My Inspirations
Sunny Savage did a similar experiment in America in 2005. I got the idea from her when I read about it on her blog wildfoodplants.com. Here’s what she says about the experience.
“On September 1st, 2005 seven of us, connected to the White Earth Reservation through our work or family, challenged ourselves to eat foods grown within 250 miles of where we lived for one year. We allowed ourselves 12 ‘trade items’, which we could have at any time, to make the Challenge more realistic. These included salt, oil, pectin, and chocolate. This was an amazing experience in perseverance and sense of place. The sense of community, of people working together to create a peaceful and balanced way of life, was empowering.”

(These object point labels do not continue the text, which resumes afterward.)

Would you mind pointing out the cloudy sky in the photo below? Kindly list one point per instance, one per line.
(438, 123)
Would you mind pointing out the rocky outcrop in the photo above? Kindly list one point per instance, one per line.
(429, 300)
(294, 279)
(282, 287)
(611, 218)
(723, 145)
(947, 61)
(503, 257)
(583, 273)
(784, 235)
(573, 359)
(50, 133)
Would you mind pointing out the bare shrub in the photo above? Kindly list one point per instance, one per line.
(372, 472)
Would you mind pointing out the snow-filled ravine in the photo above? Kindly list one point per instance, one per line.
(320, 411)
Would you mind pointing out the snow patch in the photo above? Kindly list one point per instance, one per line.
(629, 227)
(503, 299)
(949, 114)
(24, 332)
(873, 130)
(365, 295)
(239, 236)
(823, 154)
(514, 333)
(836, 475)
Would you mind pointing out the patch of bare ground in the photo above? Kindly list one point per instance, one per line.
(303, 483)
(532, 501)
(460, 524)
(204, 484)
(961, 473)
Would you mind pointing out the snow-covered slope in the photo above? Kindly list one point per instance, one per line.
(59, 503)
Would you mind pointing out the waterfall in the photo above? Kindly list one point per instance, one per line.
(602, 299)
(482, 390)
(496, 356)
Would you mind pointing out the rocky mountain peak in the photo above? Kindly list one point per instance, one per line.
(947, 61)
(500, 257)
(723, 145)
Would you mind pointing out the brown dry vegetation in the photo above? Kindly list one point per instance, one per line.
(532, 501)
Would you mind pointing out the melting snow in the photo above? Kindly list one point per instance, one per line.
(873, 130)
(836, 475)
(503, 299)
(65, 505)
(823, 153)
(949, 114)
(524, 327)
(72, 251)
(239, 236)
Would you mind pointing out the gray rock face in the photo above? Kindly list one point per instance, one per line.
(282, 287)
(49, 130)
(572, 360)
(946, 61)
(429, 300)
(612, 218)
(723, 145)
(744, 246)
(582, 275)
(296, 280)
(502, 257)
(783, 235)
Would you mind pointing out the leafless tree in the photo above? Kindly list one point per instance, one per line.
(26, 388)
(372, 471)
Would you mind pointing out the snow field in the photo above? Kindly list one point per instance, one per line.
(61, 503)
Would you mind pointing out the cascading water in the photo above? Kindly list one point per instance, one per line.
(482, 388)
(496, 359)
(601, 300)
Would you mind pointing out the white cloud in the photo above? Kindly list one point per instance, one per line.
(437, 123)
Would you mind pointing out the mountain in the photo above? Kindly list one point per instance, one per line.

250 miles in a small country like Britain seems a little too much, so I lowered it to 100 miles and got rid of the trade items because I found them confusing. Idly googling ‘eat within 100 miles’ one day I found www.100milediet.org.
James and Alisa ate within 100 miles of their home in Vancouver for a year and they wrote a book about it. It’s quite hard to get hold of in the UK (or at least it was when Amazon (minus points for non-local book buying) tried to get my copy. Below you can find their 13 reasons for eating locally.

1. Taste the difference.
At a farmers’ market, most local produce has been picked inside of 24 hours. It comes to you ripe, fresh, and with its full flavor, unlike supermarket food that may have been picked weeks or months before. Close-to-home foods can also be bred for taste, rather than withstanding the abuse of shipping or industrial harvesting. Many of the foods we ate on the 100-Mile Diet were the best we’d ever had.
2. Know what you’re eating.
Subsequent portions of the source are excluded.